Dengan sistem yang diterapkan Gojek saat ini, Mujiono mengaku sulit untuk memenuhi poin setiap harinya. Ia memperkirakan, bila dalam sehari tembus 14 poin, maka rata-rata pendapatannya per bulan diperkirakan mencapai Rp3 juta. “Itu kalau tercapai. Kalau tidak tercapai, seharinya hanya dapat Rp50 ribu. Enggak sampailah Rp3 juta per bulan,” ucapnya.
Dalam kondisi itu, sang istri, Ninuk Dwi Sudarwati (43), pun ikut mengeluh. Namun, beruntung anak pertamanya sudah bekerja, dan Mujiono hanya menanggung beban pendidikan anak keduanya yang masih duduk di kelas IV sekolah dasar.
Sabagai orang yang dituakan di kalangan rekan-rekan pengemudi Gojek, Mujiono mengaku tidak bisa tidur. Hal itu lantaran ia harus berpikir bagaimana dirinya bisa mengendalikan rekan-rekannya agar tidak berbuat onar dalam aksi-aksi unjuk rasa mereka.
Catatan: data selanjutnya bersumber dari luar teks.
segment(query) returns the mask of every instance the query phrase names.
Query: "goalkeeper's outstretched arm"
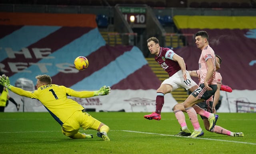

Dia berharap agar pihak Gojek mau mengembalikan skema insentif seperti semula sehingga para pengemudi ojek bisa semakin rajin mencari rezeki.
“Kalau masih seperti ini, saya tidak punya jalan lain. Saya akan meninggalkan profesi ini, karena untuk kebutuhan sehari-hari saja tidak cukup,” katanya.